I was excited when I visited my mother’s safety deposit box with her in February, and found buried in the bottom a copy of an elaborately engraved coupon bond issued by the Estero Municipal Improvement District with a face value of $1000, a due date of July 1, 1999, and 4 unredeemed coupons still attached.
With visions of compounding interest dancing in my head like sugarplums, I contacted the City of Foster City, which had issued the bond.
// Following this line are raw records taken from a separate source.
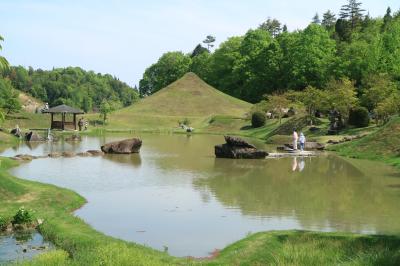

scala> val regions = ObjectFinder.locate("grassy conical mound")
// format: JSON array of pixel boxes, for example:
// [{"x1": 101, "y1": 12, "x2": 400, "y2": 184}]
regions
[{"x1": 109, "y1": 73, "x2": 251, "y2": 129}]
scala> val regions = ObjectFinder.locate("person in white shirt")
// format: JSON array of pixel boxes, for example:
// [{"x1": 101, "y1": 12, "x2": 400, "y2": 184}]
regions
[{"x1": 293, "y1": 128, "x2": 298, "y2": 150}]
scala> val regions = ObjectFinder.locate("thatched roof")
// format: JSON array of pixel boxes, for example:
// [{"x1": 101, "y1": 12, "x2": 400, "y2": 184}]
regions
[{"x1": 42, "y1": 104, "x2": 84, "y2": 114}]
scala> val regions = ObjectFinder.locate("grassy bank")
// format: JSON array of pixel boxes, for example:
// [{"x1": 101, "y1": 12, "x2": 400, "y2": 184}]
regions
[
  {"x1": 329, "y1": 116, "x2": 400, "y2": 168},
  {"x1": 1, "y1": 156, "x2": 400, "y2": 265}
]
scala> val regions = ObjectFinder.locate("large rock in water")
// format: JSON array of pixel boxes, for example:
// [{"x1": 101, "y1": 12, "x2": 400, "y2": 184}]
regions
[
  {"x1": 25, "y1": 131, "x2": 44, "y2": 142},
  {"x1": 101, "y1": 138, "x2": 142, "y2": 154},
  {"x1": 215, "y1": 136, "x2": 268, "y2": 159}
]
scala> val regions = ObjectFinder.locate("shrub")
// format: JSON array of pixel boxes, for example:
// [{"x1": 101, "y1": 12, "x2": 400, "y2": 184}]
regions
[
  {"x1": 349, "y1": 107, "x2": 370, "y2": 128},
  {"x1": 0, "y1": 215, "x2": 8, "y2": 231},
  {"x1": 179, "y1": 118, "x2": 191, "y2": 126},
  {"x1": 251, "y1": 112, "x2": 266, "y2": 128},
  {"x1": 12, "y1": 207, "x2": 34, "y2": 225}
]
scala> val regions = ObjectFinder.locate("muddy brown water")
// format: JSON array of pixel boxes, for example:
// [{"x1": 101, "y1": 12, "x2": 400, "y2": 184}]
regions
[{"x1": 1, "y1": 134, "x2": 400, "y2": 257}]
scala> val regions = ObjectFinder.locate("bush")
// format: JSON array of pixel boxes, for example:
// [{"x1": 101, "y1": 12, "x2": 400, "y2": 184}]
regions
[
  {"x1": 0, "y1": 215, "x2": 8, "y2": 231},
  {"x1": 349, "y1": 107, "x2": 370, "y2": 128},
  {"x1": 12, "y1": 207, "x2": 34, "y2": 225},
  {"x1": 251, "y1": 112, "x2": 266, "y2": 128}
]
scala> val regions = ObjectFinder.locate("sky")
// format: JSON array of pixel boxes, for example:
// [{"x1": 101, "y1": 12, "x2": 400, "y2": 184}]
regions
[{"x1": 1, "y1": 0, "x2": 399, "y2": 87}]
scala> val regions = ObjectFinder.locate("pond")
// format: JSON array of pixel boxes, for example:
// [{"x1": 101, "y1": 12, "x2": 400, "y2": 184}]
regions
[
  {"x1": 0, "y1": 231, "x2": 53, "y2": 263},
  {"x1": 1, "y1": 134, "x2": 400, "y2": 257}
]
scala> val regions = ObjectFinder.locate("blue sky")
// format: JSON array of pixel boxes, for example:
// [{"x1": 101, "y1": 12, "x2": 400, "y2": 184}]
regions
[{"x1": 1, "y1": 0, "x2": 399, "y2": 86}]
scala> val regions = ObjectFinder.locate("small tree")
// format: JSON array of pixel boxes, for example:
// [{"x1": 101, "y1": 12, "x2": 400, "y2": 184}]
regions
[
  {"x1": 326, "y1": 78, "x2": 358, "y2": 123},
  {"x1": 300, "y1": 86, "x2": 328, "y2": 125},
  {"x1": 99, "y1": 100, "x2": 122, "y2": 124},
  {"x1": 375, "y1": 93, "x2": 400, "y2": 124},
  {"x1": 348, "y1": 107, "x2": 370, "y2": 128},
  {"x1": 264, "y1": 94, "x2": 291, "y2": 125}
]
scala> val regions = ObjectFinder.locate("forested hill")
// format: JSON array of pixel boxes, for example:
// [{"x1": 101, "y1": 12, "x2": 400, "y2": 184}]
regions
[
  {"x1": 139, "y1": 1, "x2": 400, "y2": 103},
  {"x1": 1, "y1": 66, "x2": 139, "y2": 112}
]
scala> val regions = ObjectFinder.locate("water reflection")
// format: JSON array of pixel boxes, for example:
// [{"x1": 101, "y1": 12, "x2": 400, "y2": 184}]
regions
[{"x1": 2, "y1": 134, "x2": 400, "y2": 257}]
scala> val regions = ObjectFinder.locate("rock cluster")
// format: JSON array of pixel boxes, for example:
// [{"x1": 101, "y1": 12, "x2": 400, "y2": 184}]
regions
[
  {"x1": 215, "y1": 136, "x2": 268, "y2": 159},
  {"x1": 281, "y1": 142, "x2": 326, "y2": 151},
  {"x1": 101, "y1": 138, "x2": 142, "y2": 154}
]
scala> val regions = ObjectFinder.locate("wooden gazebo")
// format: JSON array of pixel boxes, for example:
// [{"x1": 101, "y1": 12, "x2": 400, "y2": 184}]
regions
[{"x1": 43, "y1": 104, "x2": 84, "y2": 130}]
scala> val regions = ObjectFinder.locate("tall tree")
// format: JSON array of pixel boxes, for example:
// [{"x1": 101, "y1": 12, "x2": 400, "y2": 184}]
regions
[
  {"x1": 339, "y1": 0, "x2": 365, "y2": 30},
  {"x1": 259, "y1": 18, "x2": 282, "y2": 37},
  {"x1": 203, "y1": 35, "x2": 216, "y2": 51},
  {"x1": 382, "y1": 7, "x2": 393, "y2": 31},
  {"x1": 322, "y1": 10, "x2": 336, "y2": 30},
  {"x1": 312, "y1": 13, "x2": 321, "y2": 24},
  {"x1": 0, "y1": 35, "x2": 9, "y2": 71},
  {"x1": 191, "y1": 44, "x2": 208, "y2": 58}
]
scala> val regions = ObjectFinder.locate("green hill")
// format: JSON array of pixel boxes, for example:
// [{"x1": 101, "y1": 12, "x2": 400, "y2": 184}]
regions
[
  {"x1": 107, "y1": 73, "x2": 252, "y2": 130},
  {"x1": 331, "y1": 116, "x2": 400, "y2": 167}
]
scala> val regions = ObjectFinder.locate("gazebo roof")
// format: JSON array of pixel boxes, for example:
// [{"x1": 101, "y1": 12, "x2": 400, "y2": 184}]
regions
[{"x1": 42, "y1": 104, "x2": 84, "y2": 114}]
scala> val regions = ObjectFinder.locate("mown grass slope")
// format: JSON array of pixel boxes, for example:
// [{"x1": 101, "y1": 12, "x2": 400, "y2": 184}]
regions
[
  {"x1": 107, "y1": 73, "x2": 252, "y2": 130},
  {"x1": 330, "y1": 116, "x2": 400, "y2": 167}
]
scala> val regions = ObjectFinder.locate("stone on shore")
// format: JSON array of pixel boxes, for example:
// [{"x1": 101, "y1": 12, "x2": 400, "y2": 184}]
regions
[
  {"x1": 25, "y1": 131, "x2": 44, "y2": 142},
  {"x1": 215, "y1": 136, "x2": 268, "y2": 159},
  {"x1": 48, "y1": 152, "x2": 62, "y2": 158},
  {"x1": 77, "y1": 151, "x2": 92, "y2": 157},
  {"x1": 86, "y1": 150, "x2": 104, "y2": 156},
  {"x1": 62, "y1": 151, "x2": 76, "y2": 157},
  {"x1": 101, "y1": 138, "x2": 142, "y2": 154}
]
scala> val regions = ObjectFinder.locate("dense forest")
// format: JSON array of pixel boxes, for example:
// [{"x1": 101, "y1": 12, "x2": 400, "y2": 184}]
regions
[
  {"x1": 139, "y1": 0, "x2": 400, "y2": 122},
  {"x1": 0, "y1": 66, "x2": 139, "y2": 113}
]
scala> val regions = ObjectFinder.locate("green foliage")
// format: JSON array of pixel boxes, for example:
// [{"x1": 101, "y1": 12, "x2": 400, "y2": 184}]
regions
[
  {"x1": 178, "y1": 118, "x2": 191, "y2": 126},
  {"x1": 12, "y1": 207, "x2": 34, "y2": 225},
  {"x1": 0, "y1": 215, "x2": 8, "y2": 230},
  {"x1": 349, "y1": 106, "x2": 370, "y2": 127},
  {"x1": 139, "y1": 52, "x2": 191, "y2": 96},
  {"x1": 325, "y1": 78, "x2": 358, "y2": 122},
  {"x1": 2, "y1": 66, "x2": 139, "y2": 111},
  {"x1": 0, "y1": 78, "x2": 21, "y2": 113},
  {"x1": 251, "y1": 111, "x2": 266, "y2": 128},
  {"x1": 99, "y1": 99, "x2": 121, "y2": 124}
]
After numerous letters and phone calls (the bond redemption had been managed by a bank which had merged with another bank which had sold the business to a third bank which had escheated the bond as unclaimed property to the state of California which had lost the record in their data base) my mother finally got her check for the exact face value of the bond and unredeemed coupons. (No sugarplums!) I figured I earned just below the minimum wage for my effort.
Sadder but wiser, I was skeptical when my brother sent me a link to a website listing unclaimed property by state. “ I read an article in the newspaper about this site, ran Dad’s name and came up with a list of unclaimed money. Check it out!”
Of course, I couldn’t resist. But all the listings were in Texas, and required proof that Dad had invested in the companies listed, plus copies of his and Mom’s social security cards and proof that at one time they legally resided at the address listed on the claim. Since the total was only $38.18 for all 7 claims, I gave it up – no bonanza here for me. (The site is http://www.missingmoney.com )Let me know if you strike it rich!)
Hope springs eternal. When clearing out my late mother-in-law’s house I saved several Japanese woodblock prints that she had framed inexpensively and hung in her bedroom. When I got them home I checked the internet. They might be valuable originals! After all, she and her husband had spent some time in Japan in the early 60’s. But again, they might be calendar art. I missed the San Jose filming of “Antiques Roadshow” so the jury is still out.
It’s almost more fun not knowing for sure.